Here I set my album on the floor next to a glass slider with indirect light. Each of these apps can detect the border of the photo and take a photo of it, and once the photo is taken, the app will straighten and crop it. So it’s a lot better than just taking a photo of a photo.

The Unfade Pro app scans one photo at a time, and the Photomyne app can scan multiple photos and crop them into individual photos. But that does make each photo smaller. So I prefer to scan one photo at a time.

The value of using a phone app is that it’s with you wherever you go and it’s fast and easy to use. I was at my husband’s college reunion recently and saw a photo brought by one of his classmates. I was able to grab my phone, open the app, and quickly take a photo of it. It came out great. The sides weren’t skewed like they would have been if I had simply taken a photo of it and it was nicely cropped.

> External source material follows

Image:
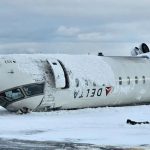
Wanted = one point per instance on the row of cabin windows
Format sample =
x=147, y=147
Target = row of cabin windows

You might wonder if the quality is as good as just taking a photo. And the answer is yes. It’s as good as the quality of the camera in your phone, which for the most part is usually pretty good and even better with some of the newer phones. Of course, you can’t set the resolution you want, so you don’t have any control over the final size except for how close you get to the photo. But for most purposes, the size is going to be just fine; plenty big enough.

Option 2: Doxie Flip portable scanner

Another option is to use a dedicated scanner that you can flip over and set right on top of your photo album to scan a photo. That’s what the Doxie Flip scanner does. And it’s actually a very nice little scanner that’s small enough to easily take to a family reunion or to the house of a relative, especially if you have to fly somewhere. You can set the resolution to either 300 or 600 pixels per inch. The 600 option will make the photo twice as big as the original.

If you’re able to remove a photo, you can use it as a regular scanner. But if the photo is stuck, you can also remove the Doxie Flip lid, flip the scanner over and place it above the photo. The see through scanner bed allows you to actually see the photo so you can position the scanner properly.

The Doxie Flip has another cool function. If the photo is bigger than the size of the small scanner bed, just take several scans of the photo, making sure you include every part of the photo and the Doxie Flip software will stitch the photos together for you. Very cool.

Option 3: Flatbed scanner

The third option is to use a regular flatbed scanner. You’ll have to flip the photo album over and lay it on the scanner. I usually leave the lid open when I work with a bulky item like a large photo book.

If the album is big and heavy, it helps to place a box or stack of books next to the scanner to hold up the side not being scanned while you’re scanning the other side.

The photos aren’t likely to come out perfectly straight, so you’ll want to open the scan in a photo editing program like Photoshop or Photoshop Elements, where you can straighten and crop the photo. The nice thing about using a regular flatbed scanner is that you have total control over the scanning resolution. So if you need to increase the size of a photo, you can increase the resolution which increases the size.

All three of these options give you good quality photos and make it possible for your stuck photos to stay right where they are.